Pour quelles situations l'hypnose est-elle indiquée ?

Globalement, l’hypnose trouve son utilité lorsqu’une personne éprouve de la difficulté à composer avec un aspect de sa vie qu’elle supporte mal ou plus, cela peut être la maladie elle-même, un soin, une opération, une phobie. C’est ainsi que l’hypnose permet de remplacer certaines anesthésies générales par de simples sédations, de diminuer les prescriptions de médicaments antidouleur, de changer son rapport à une substance addictive pour s’en détacher ou de modifier ses perceptions empreintes de peur ou d’angoisse.

Le lâcher-prise nécessaire à l'expérience dissuade certains, qui évoquent l'inquiétude face à ce qu'ils vont peut-être faire ou dire sous hypnose. Cette crainte est-elle justifiée ?

En premier lieu, l’expérience hypnotique ne peut être obtenue sans le consentement de l’hypnotisé.
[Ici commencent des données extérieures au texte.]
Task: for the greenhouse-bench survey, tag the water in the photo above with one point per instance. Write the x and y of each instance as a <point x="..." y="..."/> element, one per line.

Elle requiert ensuite des conditions incontournables: la bienveillance, la maîtrise et l’éthique du praticien d’une part, et l’entente du patient et du soignant sur l’objectif de la séance d’autre part. L’expérience n’appartient alors plus qu’au patient, qui n’a pas même besoin de parler ou de faire un retour sur ce qu’il a vécu mentalement. Son principal défi est de s’autoriser à se laisser aller. Le praticien est quant à lui garant du bon déroulement du processus.

Qu'est-ce qui vous a personnellement amené à l'hypnose ?

J’ai consacré ma thèse à la dimension relationnelle entre soignés et soignants dans le cadre des soins au centre des grands brûlés du Centre hospitalier universitaire vaudois. Je me suis rendu compte que les techniques classiques de relaxation étaient limitées pour apaiser la souffrance des grands brûlés. Je me suis formé à l’hypnose et les résultats que j’ai constatés m’ont convaincu. Au fil des années, j’ai pu voir ce que les patients pouvaient changer dans leur vie grâce à l’hypnose. Il y a quelque chose d’extrêmement puissant à pouvoir se laisser vivre l’instant présent tel qu’il est et à se plonger dans l’immédiateté de la vie.